Bei allen sechs Meistertiteln, die Stocker mit dem FCB zwischen 2008 und 2014 holte, war Streller (insgesamt acht Meisterschaften) dabei. Und weil der Sportdirektor dadurch ein Stück weit befangen war, schildert Streller den internen Abwägungsprozess: «Wir sind so emotionslos wie möglich an die Sache herangegangen.» Um dann mit «tiefster Überzeugung» zum Schluss zu kommen: «Wir wollen Frei und wir wollen Stocker.»

Akanji und die wirtschaftliche Schmerzgrenze

Ob es bis Ende Monat weitere Transfers geben wird, ist die nächste Frage.
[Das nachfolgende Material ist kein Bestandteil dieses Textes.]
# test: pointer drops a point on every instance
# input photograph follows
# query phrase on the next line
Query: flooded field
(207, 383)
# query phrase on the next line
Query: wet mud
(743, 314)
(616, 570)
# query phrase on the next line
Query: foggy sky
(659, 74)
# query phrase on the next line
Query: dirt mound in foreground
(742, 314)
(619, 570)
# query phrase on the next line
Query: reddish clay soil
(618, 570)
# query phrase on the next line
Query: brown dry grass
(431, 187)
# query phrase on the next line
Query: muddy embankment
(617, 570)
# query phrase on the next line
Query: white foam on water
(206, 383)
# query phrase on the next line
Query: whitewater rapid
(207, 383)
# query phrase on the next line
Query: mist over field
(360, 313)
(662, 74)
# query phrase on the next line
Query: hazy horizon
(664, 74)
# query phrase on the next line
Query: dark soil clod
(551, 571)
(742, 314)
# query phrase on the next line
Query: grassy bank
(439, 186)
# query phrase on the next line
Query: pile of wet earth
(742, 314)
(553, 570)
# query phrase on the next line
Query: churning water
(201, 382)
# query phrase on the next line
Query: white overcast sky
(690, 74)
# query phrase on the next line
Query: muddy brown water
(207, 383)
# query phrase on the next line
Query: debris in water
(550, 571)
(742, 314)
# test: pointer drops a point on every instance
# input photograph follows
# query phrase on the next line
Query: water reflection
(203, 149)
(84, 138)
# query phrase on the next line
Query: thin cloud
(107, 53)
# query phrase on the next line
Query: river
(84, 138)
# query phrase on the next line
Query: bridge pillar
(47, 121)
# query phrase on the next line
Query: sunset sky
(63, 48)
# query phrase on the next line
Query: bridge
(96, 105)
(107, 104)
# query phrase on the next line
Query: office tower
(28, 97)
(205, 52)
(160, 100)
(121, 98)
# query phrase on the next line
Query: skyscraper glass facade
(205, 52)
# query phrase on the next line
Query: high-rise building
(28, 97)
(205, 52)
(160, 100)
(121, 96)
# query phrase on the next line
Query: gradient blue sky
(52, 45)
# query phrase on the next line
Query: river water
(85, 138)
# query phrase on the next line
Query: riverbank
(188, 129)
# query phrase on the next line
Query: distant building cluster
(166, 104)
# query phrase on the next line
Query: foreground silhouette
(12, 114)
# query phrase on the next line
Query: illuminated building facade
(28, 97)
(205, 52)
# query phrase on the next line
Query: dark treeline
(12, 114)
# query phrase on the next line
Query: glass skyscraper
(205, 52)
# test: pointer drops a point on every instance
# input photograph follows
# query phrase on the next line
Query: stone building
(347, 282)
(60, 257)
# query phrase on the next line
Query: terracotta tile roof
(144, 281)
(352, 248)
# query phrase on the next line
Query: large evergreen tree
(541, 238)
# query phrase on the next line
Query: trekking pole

Der Vorsatz, den der FC Basel, so Streller, gefasst hat, lautet: «Wenn, dann geben wir nur einen Leistungsträger ab.» Mohamed Elyounoussi wird mit einer ganzen Reihe von Klubs aus dem unteren Tabellenfeld der Premier League in Verbindung gebracht, doch «im Moment ist da gar nichts», so Streller.

Das kann sich jedoch schlagartig ändern (siehe oben), zumal man englischen Klubs nachsagt, gerne auf den letzten Drücker zu agieren. Somit bleibt der 31. Januar das magische Datum, auch im Fall von Manuel Akanji. Das Interesse von Borussia Dortmund ist sattsam bekannt, und auch, dass der FCB für sein Verteidigerjuwel einen hohen Preis aufruft.

Da ist eine «wirtschaftliche Schmerzgrenze», wie es Streller nennt, eingezogen worden, und es werden Beträge bis 30 Millionen Franken herumgereicht. Klar scheint, dass der FCB in diesem «Sonderfall» (Streller) nicht bereit ist, Zugeständnisse zu machen, wie er es bei Renato Steffens Wechsel gemacht hat.